Too cute!! Don't lie Lynn, you laughed when you saw that priceless pup, with that in her mouth!! Look Mom, I can brush my own teeth!!


----------



## Fantelle (Jul 19, 2016)

That's adorable! I'd just wash the toothbrush thoroughly.


----------



## azzure (Dec 10, 2011)

I'd toss the toothbrush (even though I do kiss my pup on the mouth).


----------



## sophieanne (Feb 4, 2014)

Having a toothbrush phobia...I'm afraid I go with toss the toothbrush and smooch the pup!!!! I share kisses with my dogs all the time, but something about the toothbush just doesn't do it for me  That was a fantastic pucture..gosh am I doing something wrong?


----------



## Pammie (Jan 22, 2011)

LOL! love it! 
If I had no spares in the house I would sanitize it and use it!

Lynn, you should enter this one in this months "Naughty" theme photo contest!


----------



## LynnC (Nov 14, 2015)

Pammie said:


> LOL! love it!
> If I had no spares in the house I would sanitize it and use it!
> 
> Lynn, you should enter this one in this months "Naughty" theme photo contest!


Thats funny Pammie, I just entered another one of Luna eating one of my shoes. This one definitely was a consideration too. I had so many to choose from. Naughty Luna


----------



## Karen519 (Aug 21, 2006)

*Luna*



LynnC said:


> So Luna loves counter-surfing and this morning did some in my bathroom. I must admit after I took it away from her I just looked at the toothbrush and thought, hmmmm ???? So what would you do? Toss it, rinse and reuse it or no rinse necessary  ?

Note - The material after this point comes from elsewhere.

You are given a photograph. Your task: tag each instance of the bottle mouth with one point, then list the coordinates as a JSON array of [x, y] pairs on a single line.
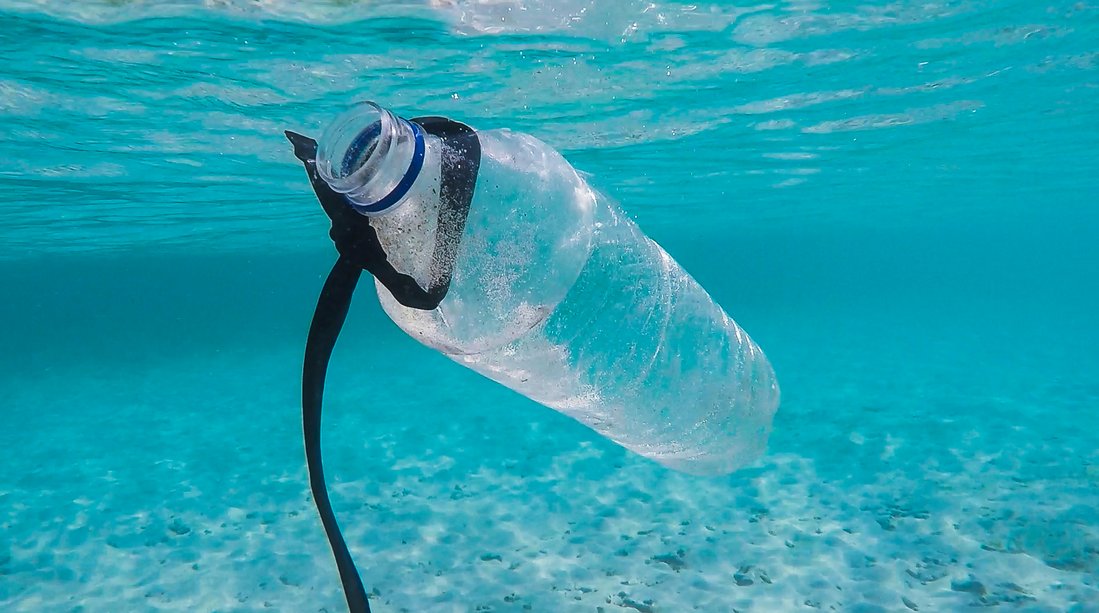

I think Luna is trying to tell you she wants her teeth brushed!! We buy peanut butter flavored toothpaste for Tucker and Tonka and Tonka likes the spin brush. It scares Tucker!


----------



## B and G Mom (Oct 29, 2014)

I'd either make that her toothbrush or use it for a cleaning brush - mainly because I'm sure she had to do a little damage to it... but certainly cover that nose with kisses!


----------



## xnavydoc6970 (Jun 13, 2015)

Cover it with cheese, and give it back.


----------